Racine Nicole M, Pillai Riddell Rebecca R, Flora David B, Taddio Anna, Garfield Hartley, Greenberg Saul
Department of Psychology, York University, Toronto, ON, Canada.
Hospital for Sick Children, Toronto, ON, Canada.
Pain. 2016 Sep;157(9):1918-1932. doi: 10.1097/j.pain.0000000000000590.
Anticipatory distress prior to a painful medical procedure can lead to negative sequelae including heightened pain experiences, avoidance of future medical procedures, and potential noncompliance with preventative health care, such as vaccinations. Few studies have examined the longitudinal and concurrent predictors of pain-related anticipatory distress. This article consists of 2 companion studies to examine both the longitudinal factors from infancy as well as concurrent factors from preschool that predict pain-related anticipatory distress at the preschool age. Study 1 examined how well preschool pain-related anticipatory distress was predicted by infant pain response at 2, 4, 6, and 12 months of age. In study 2, using a developmental psychopathology framework, longitudinal analyses examined the predisposing, precipitating, perpetuating, and present factors that led to the development of anticipatory distress during routine preschool vaccinations. A sample of 202 caregiver-child dyads was observed during their infant and preschool vaccinations (the Opportunities to Understand Childhood Hurt cohort) and was used for both studies.
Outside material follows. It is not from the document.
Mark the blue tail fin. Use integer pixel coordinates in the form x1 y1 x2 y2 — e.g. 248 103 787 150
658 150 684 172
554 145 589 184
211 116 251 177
In study 1, pain response during infancy was not found to significantly predict pain-related anticipatory distress at preschool. In study 2, a strong explanatory model was created whereby 40% of the variance in preschool anticipatory distress was explained. Parental behaviours from infancy and preschool were the strongest predictors of child anticipatory distress at preschool. Child age positively predicted child anticipatory distress. This strongly suggests that the involvement of parents in pain management interventions during immunization is one of the most critical factors in predicting anticipatory distress to the preschool vaccination.
在痛苦的医疗程序之前出现的预期性痛苦可能会导致负面后果,包括疼痛体验加剧、避免未来的医疗程序以及可能不遵守预防性医疗保健措施,如疫苗接种。很少有研究探讨与疼痛相关的预期性痛苦的纵向和同时期预测因素。本文由两项配套研究组成,旨在研究从婴儿期的纵向因素以及学龄前的同时期因素,这些因素可预测学龄前与疼痛相关的预期性痛苦。研究1考察了2个月、4个月、6个月和12个月大时的婴儿疼痛反应对学龄前与疼痛相关的预期性痛苦的预测程度。在研究2中,运用发展心理病理学框架,纵向分析了导致在常规学龄前疫苗接种期间预期性痛苦发展的易感、促发、持续和当前因素。在婴儿和学龄前疫苗接种期间观察了202对照顾者-儿童二元组样本(了解儿童伤害机会队列),两项研究均使用了该样本。在研究1中,未发现婴儿期的疼痛反应能显著预测学龄前与疼痛相关的预期性痛苦。在研究2中,构建了一个强大的解释模型,该模型解释了学龄前预期性痛苦中40%的方差。婴儿期和学龄前父母的行为是学龄前儿童预期性痛苦的最强预测因素。儿童年龄对儿童预期性痛苦有正向预测作用。这有力地表明,父母参与免疫期间的疼痛管理干预是预测学龄前疫苗接种预期性痛苦的最关键因素之一。